Daily Reading 20200509

Deep Exemplar-based Colorization

posted on: TOG2018

In this paper, they proposed the first deep learning approach for exemplar-based local colorization, which could directly select, propagate, and predict colors from an aligned reference for a gray-scale image.

Their network contains two dub-nets. 1) Similarity sub-net, a preprocessing step which measures the semantic similarity between the reference to the target. Feeding two luminance channels of target and reference to gray VGG-19, they compute cosine distance between the feature maps and output a similarity map. 2) Colorization sub-net, colorization for similar/dissimilar patch/pixel pairs. Taking gray target, aligned reference with chrominance channels and the similarity map, it predicts the ab channels of target image. It contains two different branches with two different loss functions to predict plausible colorization in conditions with and without reliable reference. Chrominance loss in chrominance branch computes smooth L1 distance at each pixel to selectively propagate the correct reference colors. Perceptual loss in perceptual branch minimize the semantic difference between predicted one and target image when the reference is not reliable.

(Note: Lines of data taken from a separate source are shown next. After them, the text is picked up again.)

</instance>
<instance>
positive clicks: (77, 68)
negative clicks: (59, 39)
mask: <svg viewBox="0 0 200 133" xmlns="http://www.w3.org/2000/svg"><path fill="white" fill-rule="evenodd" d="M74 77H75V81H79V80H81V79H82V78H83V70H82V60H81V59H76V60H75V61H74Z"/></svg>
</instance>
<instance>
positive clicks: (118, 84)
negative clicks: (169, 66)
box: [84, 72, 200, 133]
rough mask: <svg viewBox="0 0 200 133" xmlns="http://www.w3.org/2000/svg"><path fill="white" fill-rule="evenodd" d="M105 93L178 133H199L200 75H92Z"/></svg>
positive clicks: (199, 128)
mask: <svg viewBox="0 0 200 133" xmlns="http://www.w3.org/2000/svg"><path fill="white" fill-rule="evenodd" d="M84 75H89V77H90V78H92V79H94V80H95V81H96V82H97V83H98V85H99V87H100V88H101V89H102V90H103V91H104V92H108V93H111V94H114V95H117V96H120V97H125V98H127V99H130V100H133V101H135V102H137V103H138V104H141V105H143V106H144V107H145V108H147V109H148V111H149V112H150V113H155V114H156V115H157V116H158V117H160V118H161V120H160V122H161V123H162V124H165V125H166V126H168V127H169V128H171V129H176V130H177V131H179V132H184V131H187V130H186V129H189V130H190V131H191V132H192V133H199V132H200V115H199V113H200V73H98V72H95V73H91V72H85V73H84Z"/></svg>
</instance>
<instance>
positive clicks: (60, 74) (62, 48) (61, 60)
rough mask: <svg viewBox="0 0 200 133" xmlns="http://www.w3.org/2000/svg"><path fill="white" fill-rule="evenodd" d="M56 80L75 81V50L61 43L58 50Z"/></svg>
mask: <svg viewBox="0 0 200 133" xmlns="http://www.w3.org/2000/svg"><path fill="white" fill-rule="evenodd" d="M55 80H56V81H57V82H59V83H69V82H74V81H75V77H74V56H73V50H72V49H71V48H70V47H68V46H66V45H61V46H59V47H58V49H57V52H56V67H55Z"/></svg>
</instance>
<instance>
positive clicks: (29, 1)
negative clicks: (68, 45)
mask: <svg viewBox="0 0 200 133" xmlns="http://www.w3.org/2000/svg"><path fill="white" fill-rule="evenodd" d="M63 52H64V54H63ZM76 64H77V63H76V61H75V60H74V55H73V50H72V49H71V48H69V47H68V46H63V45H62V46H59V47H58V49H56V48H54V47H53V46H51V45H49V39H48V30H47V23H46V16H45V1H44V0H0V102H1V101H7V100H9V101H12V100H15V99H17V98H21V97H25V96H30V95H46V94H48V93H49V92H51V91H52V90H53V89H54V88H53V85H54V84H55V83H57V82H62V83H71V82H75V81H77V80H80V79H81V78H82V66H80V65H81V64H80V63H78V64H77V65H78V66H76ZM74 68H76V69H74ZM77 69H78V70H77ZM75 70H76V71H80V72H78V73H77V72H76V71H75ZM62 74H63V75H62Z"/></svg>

To recommend good reference to the user, they also propose an image retrieve algorithm to find a proper reference for a given target. They apply both global ranking (cosine distance between feature maps from the first fully connected layer) and local ranking (cosine distance between feature maps from relu5_2 and correlation coefficient between the illuminance histograms of two local windows) to select proper candidates.

Pros:

  1. Instead of coloring the image with user strike or by learning from large-scale data, the methods they proposed makes a good balance between controllability from interaction and robustness from learning.

  2. For references with proper semantic correspondence, it could propagate correct colors to the target. For those improper reference, they still could generate a plausible result by predict the dominant colors. So it loosen the constrain on references.